Clinical Effectiveness

Quality Assessment

Table 12 and Table 13 of the ERG report (see the "Availability of Companion Documents" field) provide quality assessment of included trials.

Evidence Synthesis

The manufacturer's submission (MS) presents meta-analyses using the Mantel–Haenszel method to calculate relative risks (RR). This was an appropriate method. The Cochrane handbook recommends presenting RR data as they are more easily interpretable than odds ratios, and the Mantel–Haenszel method is reliable even when few trials are available for analysis. Meta-analyses are presented for both fixed and random effects, as recommended by Cochrane.

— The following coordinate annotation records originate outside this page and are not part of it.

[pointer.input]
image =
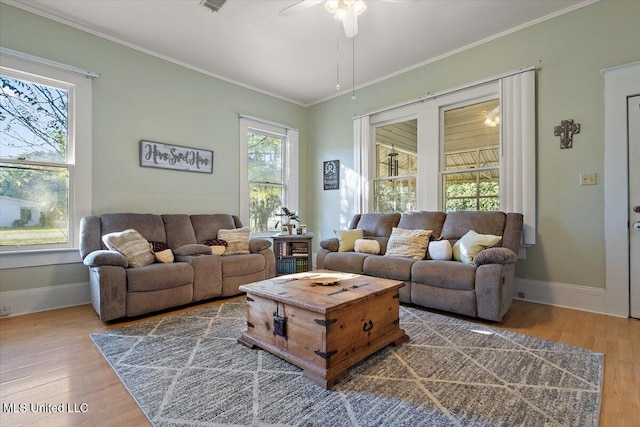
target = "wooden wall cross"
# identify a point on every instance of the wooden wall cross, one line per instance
(565, 131)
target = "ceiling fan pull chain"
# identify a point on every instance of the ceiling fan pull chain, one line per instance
(338, 55)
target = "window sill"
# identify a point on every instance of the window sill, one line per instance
(21, 259)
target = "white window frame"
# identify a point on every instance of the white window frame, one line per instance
(516, 91)
(290, 164)
(79, 159)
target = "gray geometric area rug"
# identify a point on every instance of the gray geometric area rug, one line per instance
(188, 370)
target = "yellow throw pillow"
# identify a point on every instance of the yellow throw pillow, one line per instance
(408, 243)
(367, 246)
(471, 244)
(347, 239)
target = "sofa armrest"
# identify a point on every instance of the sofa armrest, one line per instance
(495, 256)
(257, 245)
(192, 249)
(103, 257)
(332, 244)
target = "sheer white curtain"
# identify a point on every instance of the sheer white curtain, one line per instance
(362, 163)
(518, 162)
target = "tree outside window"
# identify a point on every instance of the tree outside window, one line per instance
(34, 170)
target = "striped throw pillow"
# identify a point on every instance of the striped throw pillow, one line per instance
(408, 243)
(132, 245)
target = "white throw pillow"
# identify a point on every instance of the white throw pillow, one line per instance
(471, 244)
(367, 246)
(132, 245)
(408, 243)
(440, 250)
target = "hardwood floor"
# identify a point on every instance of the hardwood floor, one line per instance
(48, 359)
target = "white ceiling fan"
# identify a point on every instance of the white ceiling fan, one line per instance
(346, 11)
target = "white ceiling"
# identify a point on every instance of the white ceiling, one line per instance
(294, 57)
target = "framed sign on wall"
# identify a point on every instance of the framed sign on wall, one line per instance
(169, 156)
(331, 175)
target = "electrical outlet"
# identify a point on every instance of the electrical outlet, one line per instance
(588, 178)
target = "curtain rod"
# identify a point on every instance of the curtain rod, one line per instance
(266, 122)
(43, 61)
(448, 91)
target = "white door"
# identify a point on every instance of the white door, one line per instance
(634, 204)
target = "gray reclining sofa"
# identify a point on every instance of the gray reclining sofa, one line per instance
(481, 289)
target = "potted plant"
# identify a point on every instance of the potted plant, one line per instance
(287, 217)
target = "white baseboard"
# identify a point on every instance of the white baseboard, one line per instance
(558, 294)
(45, 298)
(561, 295)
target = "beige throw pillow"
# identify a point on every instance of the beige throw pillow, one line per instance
(367, 246)
(408, 243)
(237, 240)
(132, 245)
(471, 244)
(440, 250)
(347, 239)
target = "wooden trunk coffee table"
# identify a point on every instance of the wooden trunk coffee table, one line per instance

There were no additional trials identified to those included in the 2007 NICE Single Technology Appraisal TA122. The main evidence was provided by meta-analysis of the European-Australasian Acute Stroke Study (ECASS) II and National Institute of Neurological Disorders and Stroke (NINDS) trials. Sensitivity analyses included the Alteplase Thrombolysis for Acute Noninterventional Therapy in Ischemic Stroke (ATLANTIS) A and ATLANTIS B trials. For the 3-4.5 hour treatment window, the main evidence was provided by the ECASS III trials. Sensitivity analyses included CIC data from the ATLANTIS A, ATLANTIS B and the ECASS II trials in meta-analyses. Table 15 of the ERG report shows RRs generated by meta-analyses. Study results of ECASS III are shown in the Table, alongside meta-analyses.

For the 0-3 hour treatment window, there was no statistically significant difference in all-cause mortality at 3 months in either the fixed or random effects meta-analysis. There was an increased risk of symptomatic intracranial haemorrhage (SICH), RR 4.90 (1.90-12.61) p=0.001 significant by fixed meta-analysis, but failing to reach significance by random effects meta-analysis. The results of the sensitivity analysis incorporating data from the ATLANTIS trial were similar although in this analysis the RR for SICH was significantly higher for both fixed and random effects meta-analysis.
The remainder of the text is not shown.